Following through on a resolution from the NYSUT Representative Assembly, a group of educators from around the state this week continued its comprehensive review of the state’s much-criticized implementation of Common Core Standards and curriculum modules.
The task force, which has met three times and communicated online, is critiquing whether the Common Core standards, modules and assessments are grade-level and developmentally appropriate. In addition, the group is looking into whether the State Education Department’s professional development is sufficient, how much practitioners have been involved in local implementation and if SED should change its standardized test development process.
Participants reviewed preliminary results from a survey of more than 400 K-12 English Language Arts and math teachers, representing a cross-section of teachers from all grades and school settings. Detailed findings will be released publicly later this fall but, in general, the survey found a majority of teachers are feeling unsupported and are worried about the increased focus on standardized testing. They expressed particular concern for what the current testing climate is doing to K-2 students, as well as students with disabilities and English language learners. Educators also noted the Common Core standards and new assessments were rolled out without enough professional development or time for teachers and students to make the shift.
“It wasn’t really a roll-out,” said Lori Atkinson-Griffin, a high school English teacher and Copenhagen Teachers Association member. “It was a stinking, rancid dump.”
Task force members also reviewed the findings of a number of focus groups — groups that included educators and parents — held around the state. Many voiced concerns about a narrowing of the curriculum, where subjects like science and social studies are being shortchanged so students can focus on ELA and math test prep.
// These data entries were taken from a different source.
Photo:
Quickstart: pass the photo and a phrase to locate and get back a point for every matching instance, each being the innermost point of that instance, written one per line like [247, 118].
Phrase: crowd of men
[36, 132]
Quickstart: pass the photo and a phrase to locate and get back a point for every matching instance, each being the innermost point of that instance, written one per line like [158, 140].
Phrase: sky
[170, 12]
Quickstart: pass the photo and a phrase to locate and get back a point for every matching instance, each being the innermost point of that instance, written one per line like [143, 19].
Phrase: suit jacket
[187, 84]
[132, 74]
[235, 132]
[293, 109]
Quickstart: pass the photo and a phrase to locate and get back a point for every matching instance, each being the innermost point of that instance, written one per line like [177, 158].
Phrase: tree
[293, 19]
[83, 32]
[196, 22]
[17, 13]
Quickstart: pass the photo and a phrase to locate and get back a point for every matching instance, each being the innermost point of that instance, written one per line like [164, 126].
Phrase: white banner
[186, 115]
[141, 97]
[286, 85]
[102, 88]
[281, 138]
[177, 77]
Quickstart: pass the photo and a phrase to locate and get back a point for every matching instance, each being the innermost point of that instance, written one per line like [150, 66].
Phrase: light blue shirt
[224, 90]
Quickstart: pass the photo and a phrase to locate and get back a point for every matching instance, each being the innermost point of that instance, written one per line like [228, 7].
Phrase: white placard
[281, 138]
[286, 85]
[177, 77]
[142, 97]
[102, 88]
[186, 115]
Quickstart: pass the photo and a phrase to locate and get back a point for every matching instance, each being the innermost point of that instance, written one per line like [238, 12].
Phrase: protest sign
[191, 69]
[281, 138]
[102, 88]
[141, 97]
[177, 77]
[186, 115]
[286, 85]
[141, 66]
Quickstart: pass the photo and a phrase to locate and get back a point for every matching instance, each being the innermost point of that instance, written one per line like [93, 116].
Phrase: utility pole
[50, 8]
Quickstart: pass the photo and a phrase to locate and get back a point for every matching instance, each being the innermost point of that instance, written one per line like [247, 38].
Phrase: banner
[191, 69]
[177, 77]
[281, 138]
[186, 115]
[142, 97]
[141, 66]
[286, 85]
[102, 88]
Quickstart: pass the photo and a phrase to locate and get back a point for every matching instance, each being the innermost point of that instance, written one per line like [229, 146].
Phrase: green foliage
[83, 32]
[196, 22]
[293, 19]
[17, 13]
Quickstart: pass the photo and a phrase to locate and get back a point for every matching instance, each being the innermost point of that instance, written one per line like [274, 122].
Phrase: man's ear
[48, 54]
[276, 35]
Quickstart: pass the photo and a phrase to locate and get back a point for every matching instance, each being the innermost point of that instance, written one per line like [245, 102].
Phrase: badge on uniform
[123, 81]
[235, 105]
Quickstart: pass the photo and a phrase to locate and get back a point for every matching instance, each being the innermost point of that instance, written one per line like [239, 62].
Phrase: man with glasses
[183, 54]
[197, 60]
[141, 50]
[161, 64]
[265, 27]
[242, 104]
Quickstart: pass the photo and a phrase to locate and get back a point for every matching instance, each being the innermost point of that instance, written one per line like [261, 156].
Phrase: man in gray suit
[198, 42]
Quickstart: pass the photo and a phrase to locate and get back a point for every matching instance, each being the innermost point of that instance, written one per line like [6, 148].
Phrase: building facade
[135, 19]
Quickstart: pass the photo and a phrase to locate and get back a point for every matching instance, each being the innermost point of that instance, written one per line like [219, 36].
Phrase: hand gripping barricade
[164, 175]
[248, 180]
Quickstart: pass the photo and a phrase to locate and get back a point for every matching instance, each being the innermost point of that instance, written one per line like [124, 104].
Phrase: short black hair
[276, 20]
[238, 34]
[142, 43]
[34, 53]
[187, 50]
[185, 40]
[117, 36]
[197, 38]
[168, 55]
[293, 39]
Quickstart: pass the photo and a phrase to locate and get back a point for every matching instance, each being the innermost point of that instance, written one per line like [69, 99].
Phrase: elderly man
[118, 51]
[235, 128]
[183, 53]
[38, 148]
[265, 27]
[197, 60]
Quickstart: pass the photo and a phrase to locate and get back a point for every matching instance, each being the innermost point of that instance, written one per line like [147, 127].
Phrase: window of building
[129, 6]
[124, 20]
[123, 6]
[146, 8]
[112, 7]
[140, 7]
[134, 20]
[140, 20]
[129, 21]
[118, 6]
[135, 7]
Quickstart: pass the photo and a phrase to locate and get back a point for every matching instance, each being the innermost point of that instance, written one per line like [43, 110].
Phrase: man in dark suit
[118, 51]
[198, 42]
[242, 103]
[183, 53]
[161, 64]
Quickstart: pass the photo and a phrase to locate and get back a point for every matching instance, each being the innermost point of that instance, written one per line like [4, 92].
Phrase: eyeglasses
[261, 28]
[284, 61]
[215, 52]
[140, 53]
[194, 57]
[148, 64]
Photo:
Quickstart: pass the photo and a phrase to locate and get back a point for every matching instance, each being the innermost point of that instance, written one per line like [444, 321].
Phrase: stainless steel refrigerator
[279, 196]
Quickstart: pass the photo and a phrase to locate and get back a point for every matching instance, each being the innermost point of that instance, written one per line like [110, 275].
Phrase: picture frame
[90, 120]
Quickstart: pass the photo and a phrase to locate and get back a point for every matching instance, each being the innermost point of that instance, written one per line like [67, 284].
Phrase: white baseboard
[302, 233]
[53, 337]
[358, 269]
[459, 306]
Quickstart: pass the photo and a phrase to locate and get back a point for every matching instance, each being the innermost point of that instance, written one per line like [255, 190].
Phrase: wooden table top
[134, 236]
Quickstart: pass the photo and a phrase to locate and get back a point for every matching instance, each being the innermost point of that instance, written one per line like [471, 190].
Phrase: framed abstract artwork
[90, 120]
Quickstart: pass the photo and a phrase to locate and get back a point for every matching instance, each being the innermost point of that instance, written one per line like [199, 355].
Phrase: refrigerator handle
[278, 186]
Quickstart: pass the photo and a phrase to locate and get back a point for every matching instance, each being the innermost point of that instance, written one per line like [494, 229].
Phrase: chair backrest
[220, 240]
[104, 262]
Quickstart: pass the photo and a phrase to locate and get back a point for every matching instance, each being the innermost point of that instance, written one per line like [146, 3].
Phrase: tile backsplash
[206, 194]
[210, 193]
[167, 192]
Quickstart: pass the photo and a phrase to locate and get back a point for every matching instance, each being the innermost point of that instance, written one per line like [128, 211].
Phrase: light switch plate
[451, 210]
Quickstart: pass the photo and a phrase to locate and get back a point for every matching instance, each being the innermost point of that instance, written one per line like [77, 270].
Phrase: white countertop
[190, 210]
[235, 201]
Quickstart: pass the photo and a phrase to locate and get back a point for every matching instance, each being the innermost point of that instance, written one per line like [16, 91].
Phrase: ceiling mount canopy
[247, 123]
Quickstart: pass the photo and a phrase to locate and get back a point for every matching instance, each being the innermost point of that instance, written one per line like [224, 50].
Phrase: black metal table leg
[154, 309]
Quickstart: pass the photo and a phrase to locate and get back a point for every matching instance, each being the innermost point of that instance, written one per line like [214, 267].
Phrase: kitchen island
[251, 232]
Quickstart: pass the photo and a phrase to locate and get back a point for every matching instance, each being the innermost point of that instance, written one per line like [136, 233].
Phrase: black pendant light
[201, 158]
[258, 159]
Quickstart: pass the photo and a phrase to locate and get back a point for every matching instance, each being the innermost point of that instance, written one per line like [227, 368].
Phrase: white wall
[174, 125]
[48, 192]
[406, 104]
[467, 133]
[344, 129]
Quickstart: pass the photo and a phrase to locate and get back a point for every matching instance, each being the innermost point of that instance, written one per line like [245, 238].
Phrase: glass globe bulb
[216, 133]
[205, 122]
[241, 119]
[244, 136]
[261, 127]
They also voiced concerns about whether it is developmentally appropriate for the youngest students, such as kindergartners and first-graders, to be sitting for long periods of time for academic work — and missing out on play time, arts, music and other areas.
“We’re getting reports that children are acting out more because they’re being asked to do things they’re not ready to go,” said White Plains TA’s Kara McCormick Lyons. “They’re losing out on social-emotional growth, learning how to get along with others, how to self-regulate.”
“These findings really mirror how I feel as an educator and a parent,” said Ogdensburg Education Association’s Mary Willis. “It’s refreshing to hear everyone’s really on the same page.”
Peru Association of Teachers’ Tricia Sardella was heartened to hear how parents voiced such strong support for teachers. “When you look at the media and hear what some of the politicians are saying, it’s easy to forget that.”
The task force report will also include a series of recommendations, a review of research, dialogue with representatives of module vendors, conversations with experts, a review of the State Education Department’s Engage-NY modules, and an analysis of 2014 test items that were released by the SED.
NYSUT Vice President Catalina Fortino thanked members for their continuing commitment. “This cannot be more timely,” Fortino said, noting she would be meeting soon with new Education Commissioner MaryEllen Elia. "This is exactly what she needs to hear."
“A lot of locals will be interested in the work you have done,” Fortino said, noting the study was partially funded through an American Federation of Teachers innovation grant. “Your recommendations are not just about Common Core. The lessons learned here are important to note before implementing any systemwide change. This is really critical professional work."